Although Piketty includes marketed natural resources, such as fossil fuels, minerals and forests, in his estimate of a country’s capital, his measures of national income and savings appear to adjust only for depreciation of buildings, equipment, and other conventional forms of domestic capital. In national accounts, such capital depreciation is referred to as consumption of fixed capital, which represents the replacement value of capital used up in the process of production. Omitting natural capital depreciation is therefore surprising: if we use up more of energy, mineral and forest resources to produce more economic output today, then we have less natural capital for production tomorrow. Clearly, this natural capital depreciation must also be accounted for.
Let g* denote the percentage growth rate in national income, net of any natural capital depreciation. Also, let s* be the annual savings rate of a country, which is savings net of both consumption of fixed capital and natural resource depletion, as a percentage of national income. It follows that the ratio s*/g* measures the annual change in wealth (net of natural capital depreciation) relative to the annual change in national income.
Thanks to the efforts of Kirk Hamilton and his colleagues at the World Bank, the World Development Indicators estimates for most countries since 1970 adjustments to national income, income growth and savings that allow for natural capital depletion, which is the sum of valuations of net forest depletion, energy depletion and mineral depletion. Two of these indicators allow measurement of s*/g*. The first is the annual national savings net of capital depreciation and natural resource depletion as a percentage of income, which is s*. The second is the annual growth rate of national income (as defined above) but net of natural resource depletion, which is g*.
Using these two indicators, the above figure shows my estimates of s*/g* for the same eight countries over 1970 to 2012. It indicates a distinctly downward trend in annual additions of capital relative to changes in income for these countries when natural capital depreciation is taken into account. In 1970, s*/g* was around 510%, which suggests that annual additions to capital (including natural capital) was more than 5 times the increase in national income. But by 2012 this ratio had fallen to 146%, which suggests that the additions to wealth each year were only one-and-a-half times the increases in income. On average over 1970-2012, s*/g* is 291%, i.e. wealth is increased annually over this period almost 3 times more than income.

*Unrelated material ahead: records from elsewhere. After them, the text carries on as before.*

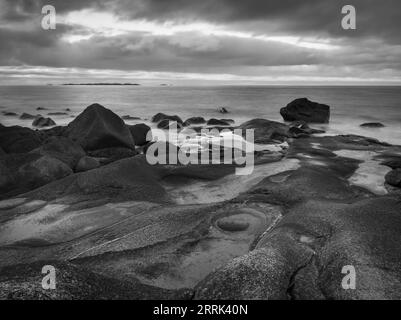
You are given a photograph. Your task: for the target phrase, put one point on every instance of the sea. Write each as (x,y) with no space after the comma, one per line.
(350,106)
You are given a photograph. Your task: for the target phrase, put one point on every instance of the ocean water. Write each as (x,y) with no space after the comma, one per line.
(350,106)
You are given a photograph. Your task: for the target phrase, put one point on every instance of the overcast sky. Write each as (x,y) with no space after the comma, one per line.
(201,41)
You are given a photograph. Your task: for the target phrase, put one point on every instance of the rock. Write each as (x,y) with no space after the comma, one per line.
(194,120)
(108,155)
(29,171)
(7,178)
(57,113)
(266,131)
(57,131)
(62,149)
(299,129)
(223,110)
(128,117)
(139,132)
(43,122)
(20,282)
(393,178)
(372,125)
(18,139)
(161,116)
(9,114)
(232,224)
(306,110)
(169,125)
(87,163)
(217,122)
(393,163)
(42,171)
(27,116)
(228,120)
(97,128)
(128,179)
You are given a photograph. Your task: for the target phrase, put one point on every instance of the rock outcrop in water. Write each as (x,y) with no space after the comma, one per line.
(16,139)
(372,125)
(42,122)
(266,131)
(119,228)
(194,120)
(306,110)
(139,133)
(161,116)
(98,128)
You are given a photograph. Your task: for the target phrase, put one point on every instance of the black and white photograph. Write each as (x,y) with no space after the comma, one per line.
(216,151)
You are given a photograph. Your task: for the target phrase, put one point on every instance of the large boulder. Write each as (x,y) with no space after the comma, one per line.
(18,139)
(87,163)
(27,116)
(372,125)
(43,170)
(128,179)
(139,132)
(108,155)
(161,116)
(41,122)
(97,128)
(169,125)
(24,172)
(62,149)
(394,178)
(194,120)
(217,122)
(266,131)
(306,110)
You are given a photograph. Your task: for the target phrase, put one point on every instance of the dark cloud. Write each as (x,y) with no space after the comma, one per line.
(374,48)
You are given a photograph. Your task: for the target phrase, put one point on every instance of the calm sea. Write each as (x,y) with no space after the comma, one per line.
(350,106)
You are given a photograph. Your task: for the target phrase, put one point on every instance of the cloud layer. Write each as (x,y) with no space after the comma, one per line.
(228,40)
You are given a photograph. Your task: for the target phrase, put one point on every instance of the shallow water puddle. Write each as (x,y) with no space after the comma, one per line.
(370,174)
(228,187)
(213,251)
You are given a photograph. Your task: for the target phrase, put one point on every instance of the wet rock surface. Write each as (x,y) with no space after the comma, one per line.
(97,128)
(131,230)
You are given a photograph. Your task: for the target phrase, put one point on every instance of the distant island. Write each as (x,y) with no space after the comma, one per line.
(101,84)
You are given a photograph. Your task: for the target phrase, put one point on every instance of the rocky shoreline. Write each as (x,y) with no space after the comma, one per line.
(84,199)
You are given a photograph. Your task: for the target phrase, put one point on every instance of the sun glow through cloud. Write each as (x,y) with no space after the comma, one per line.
(108,25)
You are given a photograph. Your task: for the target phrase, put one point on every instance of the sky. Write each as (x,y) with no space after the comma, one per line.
(201,42)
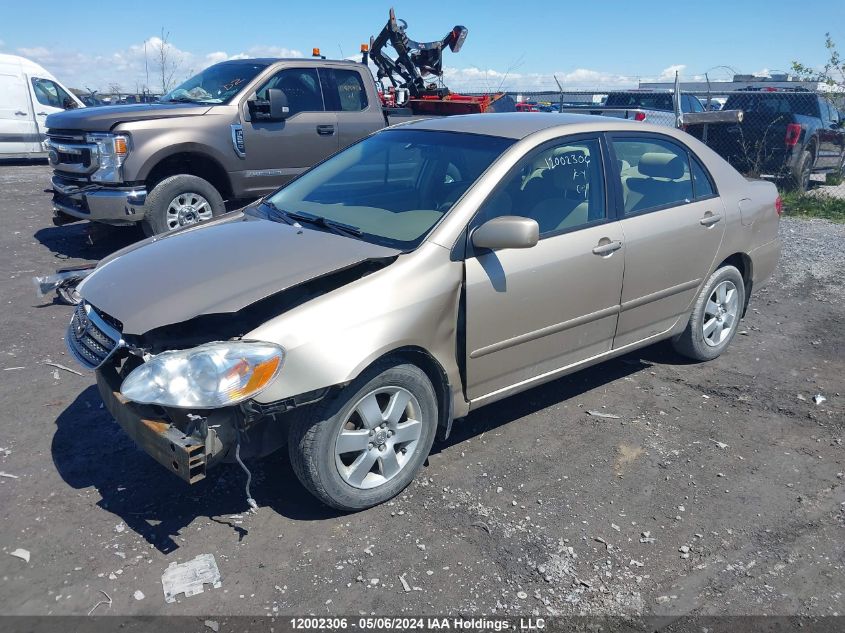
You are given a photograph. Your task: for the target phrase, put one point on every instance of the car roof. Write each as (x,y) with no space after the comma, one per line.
(518,125)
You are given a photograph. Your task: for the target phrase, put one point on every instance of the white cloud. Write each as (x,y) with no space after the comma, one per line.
(129,68)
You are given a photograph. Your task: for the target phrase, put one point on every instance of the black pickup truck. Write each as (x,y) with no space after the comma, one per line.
(785,134)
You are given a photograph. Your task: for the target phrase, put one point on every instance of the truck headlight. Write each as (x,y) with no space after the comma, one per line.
(112,150)
(205,377)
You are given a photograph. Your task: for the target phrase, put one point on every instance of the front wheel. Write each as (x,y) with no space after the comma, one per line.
(366,445)
(180,201)
(715,316)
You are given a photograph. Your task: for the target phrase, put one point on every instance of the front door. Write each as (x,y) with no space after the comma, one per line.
(276,151)
(673,221)
(530,312)
(18,133)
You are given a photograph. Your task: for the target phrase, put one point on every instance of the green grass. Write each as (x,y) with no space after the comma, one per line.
(813,206)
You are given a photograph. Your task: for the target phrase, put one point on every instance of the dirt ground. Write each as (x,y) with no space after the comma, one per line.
(718,489)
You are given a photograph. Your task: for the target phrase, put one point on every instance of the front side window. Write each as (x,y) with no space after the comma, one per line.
(393,186)
(344,90)
(50,93)
(217,84)
(300,85)
(561,186)
(654,174)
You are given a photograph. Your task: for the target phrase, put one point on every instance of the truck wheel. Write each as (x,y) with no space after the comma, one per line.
(800,179)
(365,446)
(179,201)
(715,316)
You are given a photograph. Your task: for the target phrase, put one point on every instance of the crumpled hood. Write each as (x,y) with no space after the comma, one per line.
(104,118)
(219,268)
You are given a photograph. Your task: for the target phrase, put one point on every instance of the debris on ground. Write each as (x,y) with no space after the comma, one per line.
(189,578)
(23,554)
(107,601)
(599,414)
(63,368)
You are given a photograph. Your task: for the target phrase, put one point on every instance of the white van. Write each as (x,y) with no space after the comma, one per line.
(28,93)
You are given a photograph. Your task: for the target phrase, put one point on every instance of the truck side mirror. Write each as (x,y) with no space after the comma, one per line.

Piketty may be right about the long-run evolution of the capital-income ratio β. Since 1970, the slow growth relative to savings in rich countries may have led to substantial accumulation of capital relative to income. But as my estimates for the trend in s*/g* show, this wealth has been amassed over the past 40 years through considerable depreciation of valuable energy, mineral and forest resources. In a sense, these economies have traded one form of capital—the earth’s riches—for another—human riches.
Piketty appears to be aware of this problem. Towards the end of his book, he warns that the current debate over the size of the public debt may be misplaced, as “the more urgent need is to increase our educational capital and prevent the degradation of our natural capital” (p. 568).